New Contributor
Posts: 3
Registered: ‎04-13-2015

confused about HDFS HA using zookeeper & QJM

Hi everyone,

I am new to Hadoop and Cloudera Manager. I have several question related to hadoop that i want to ask. I hope all of you could help me to get better understanding hadoop especially Cloudera. Also i only add 3 services in Cloudera Manager, there are HDFS, MapReduce, & Zookeeper because i only need to focus on my research topic which is HDFS High Availability.

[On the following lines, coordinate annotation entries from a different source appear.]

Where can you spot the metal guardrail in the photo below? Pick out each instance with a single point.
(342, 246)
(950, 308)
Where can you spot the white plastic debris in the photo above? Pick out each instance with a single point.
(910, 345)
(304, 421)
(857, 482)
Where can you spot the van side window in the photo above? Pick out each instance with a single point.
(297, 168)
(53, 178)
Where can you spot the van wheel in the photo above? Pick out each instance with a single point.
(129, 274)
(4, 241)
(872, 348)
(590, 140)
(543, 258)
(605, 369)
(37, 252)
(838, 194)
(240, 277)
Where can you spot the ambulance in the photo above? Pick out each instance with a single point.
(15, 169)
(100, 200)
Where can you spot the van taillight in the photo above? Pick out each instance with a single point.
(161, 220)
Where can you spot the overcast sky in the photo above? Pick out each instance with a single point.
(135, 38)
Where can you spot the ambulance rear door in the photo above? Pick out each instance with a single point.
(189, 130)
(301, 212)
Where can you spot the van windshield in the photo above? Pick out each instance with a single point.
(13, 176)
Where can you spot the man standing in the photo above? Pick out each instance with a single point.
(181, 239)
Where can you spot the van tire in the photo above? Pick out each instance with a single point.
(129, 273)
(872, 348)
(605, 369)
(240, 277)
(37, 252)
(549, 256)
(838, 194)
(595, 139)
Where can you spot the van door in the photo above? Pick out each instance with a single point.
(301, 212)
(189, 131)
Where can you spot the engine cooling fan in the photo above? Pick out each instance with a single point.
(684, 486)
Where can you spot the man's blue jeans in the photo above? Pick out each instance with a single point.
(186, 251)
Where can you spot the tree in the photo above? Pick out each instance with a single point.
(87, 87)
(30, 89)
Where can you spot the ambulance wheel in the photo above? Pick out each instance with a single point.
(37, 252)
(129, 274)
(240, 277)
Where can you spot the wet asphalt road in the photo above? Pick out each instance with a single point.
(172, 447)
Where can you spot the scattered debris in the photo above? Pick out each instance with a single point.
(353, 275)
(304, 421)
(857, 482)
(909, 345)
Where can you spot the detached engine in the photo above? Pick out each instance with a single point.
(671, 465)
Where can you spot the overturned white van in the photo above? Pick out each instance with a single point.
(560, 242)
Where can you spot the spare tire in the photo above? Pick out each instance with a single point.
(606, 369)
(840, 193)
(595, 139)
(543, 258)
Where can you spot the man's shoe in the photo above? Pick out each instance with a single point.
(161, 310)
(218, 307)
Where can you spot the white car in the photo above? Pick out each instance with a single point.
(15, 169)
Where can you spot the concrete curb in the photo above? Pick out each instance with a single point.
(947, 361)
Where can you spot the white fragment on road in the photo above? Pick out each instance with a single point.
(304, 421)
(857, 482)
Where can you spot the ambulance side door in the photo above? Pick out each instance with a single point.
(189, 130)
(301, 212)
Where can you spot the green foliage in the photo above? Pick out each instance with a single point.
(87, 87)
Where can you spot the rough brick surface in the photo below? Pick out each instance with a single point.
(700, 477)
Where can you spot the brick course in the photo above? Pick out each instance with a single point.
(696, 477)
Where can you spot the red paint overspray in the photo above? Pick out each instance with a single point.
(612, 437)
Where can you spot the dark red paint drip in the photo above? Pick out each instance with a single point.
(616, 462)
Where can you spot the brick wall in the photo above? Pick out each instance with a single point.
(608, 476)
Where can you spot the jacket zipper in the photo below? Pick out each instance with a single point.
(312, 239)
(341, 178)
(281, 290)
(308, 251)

Theses are the roles that i put in each node :

  1. Master node
  • HDFS Balancer
  • HDFS JournalNode
  • HDFS NameNode
  • HDFS SecondaryNameNode
  • HDFS HttpFS
  • MapReduce JobTracker
  • Zookeeper server

  2.Standby node

  • HDFS JournalNode
  • HDFS HttpFS
  • MapReduce JobTracker
  • Zookeeper server

  3. Slave nodes

  • HDFS DataNode
  • HDFS HttpFS
  • HDFS Gateway
  • HDFS Failover Controller
  • MapReduce Failover Controller
  • MapReduce TaskTracker

These are my question :

  1. How cloudera manager (CM) assign roles to each node? i mean if CM deploy each services in every slave nodes then is that mean all the roles in service has been deployed? is it just inactive or something? then when i assign roles, is it being active?For example, i add HDFS service in 4 different kind node (1 master, 3 slaves). Is that mean all roles including namenode, datanode, etc have been deployed too but not being active? then when i assign the roles using CM, is it being active? or is there any other explanation about how CM assign roles to each node?
  2. When i read the documentation about journal node & zookeeper, it told me that i need to deploy those two in odd node min. 3 nodes for 1 failover. It is recommended that i put a JournalNode each on the same hosts as the Active and Standby NameNodes, and the third JournalNode on similar hardware, such as the JobTracker. What does it mean? i dont quite understand which node i should put Journal node. I put it in Active & standby namenode but i dont know where i should put the third Journal node. Because i put Jobtracker in the same Node like Active namenode which is Master node. So where I should put the last journalnode & zookeeper?
  3. what is the function of HDFS HttpFS, balancer, failover controller & gateway? i see it in HDFS service. Is it necessary to the cluster? my cluster is just a simple Hadoop Cluster


Thanks in advance. Any help much appreciated.